The always-industrious Matthew Eddy posted some minor league transactions over at Baseball America. There are some names that could potentially help the Mets, and I’ve broken down a few of my favorites here.
Just to get ahead of the reaction from some quarters every time I bring up minor moves like this- no, none of these players are likely to turn the franchise around by themselves. But that’s not how turning a franchise around works. Even if the Mets were operating under normal financial conditions, the way to win is by squeezing talent out of every avenue it is available. Minor league free agents are one such avenue, particularly for a franchise lacking in depth at the upper minor league levels.
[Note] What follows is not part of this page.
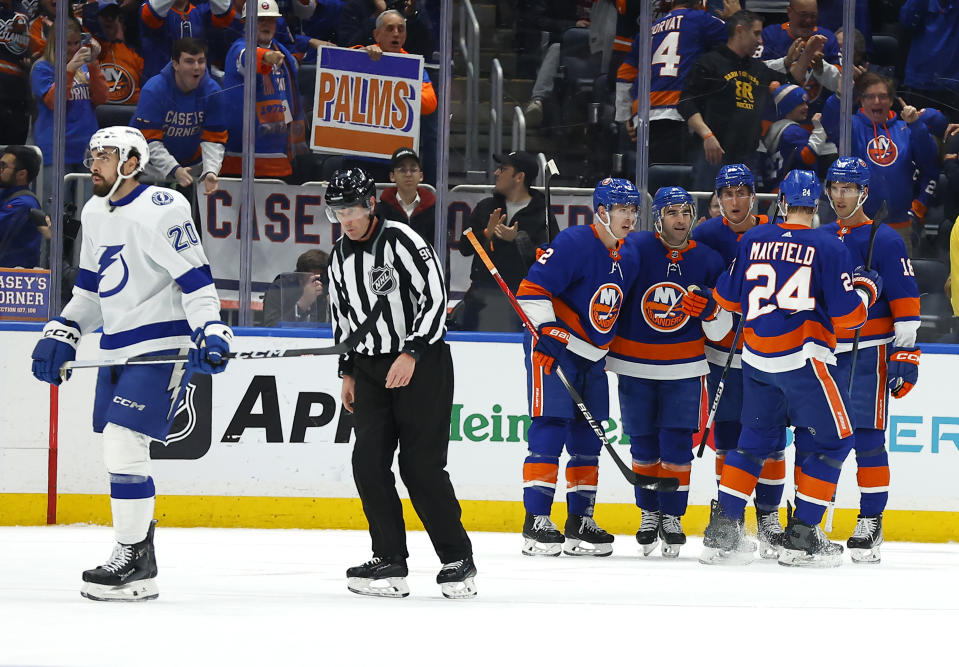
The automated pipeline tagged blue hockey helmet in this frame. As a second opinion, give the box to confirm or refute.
[716,164,756,194]
[593,178,642,211]
[779,169,822,208]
So, with that in mind, let’s get to a few of my favorites on Eddy’s newest list:
Matt Liuzza, C: Just released by the Toronto Blue Jays, Liuzza had a down year, posting a .224/.325/.373 line at mostly Double-A. He only posted 154 plate appearances, thanks to a back injury that kept him out from May until August. But he returned near the end of the season, and is just a year removed from posting a .251/.389/.456 line in High-A ball. He’s 27, so time is running short for him, but with catchers often developing later offensively, and the Mets with a real depth problem at the position organization-wide, I’d love to see Liuzza picked up and given the chance to catch regularly in Binghamton or Buffalo. His position and control of the strike zone make him worth a shot.
Brandon Boggs, OF: A minor league free agent most recently with Milwaukee, Boggs is a wise pickup for the Mets for similar reasons to Liuzza. He’s got terrific control of the strike zone, and he plays center field, a position of need for New York. Boggs put up a .241/.381/.419 line for Triple-A Nashville in 2011, and is a year removed from hitting .290/.406/.470 in Triple-A Oklahoma City. Yes, offensive stats in the Pacific Coast League should be taken skeptically (though Jeff Sackmann/Dan Szymborski had the team’s home park playing as a slight pitcher-friendly environment), but Boggs, who will be 29, seems to possess skills that Jason Pridie clearly doesn’t.
Anthony Slama, P: Most recently with Minnesota, I can’t begin to understand why Slama, who has a career minor league ERA of 2.08 and 12.2 strikeouts per nine innings, didn’t get a chance to pitch with the Twins. He’ll be 28 next year, and for a team in need of bullpen help, this is how you do it- grabbing a bunch of Slama-types, and see what sticks. Hope he is in camp most of all.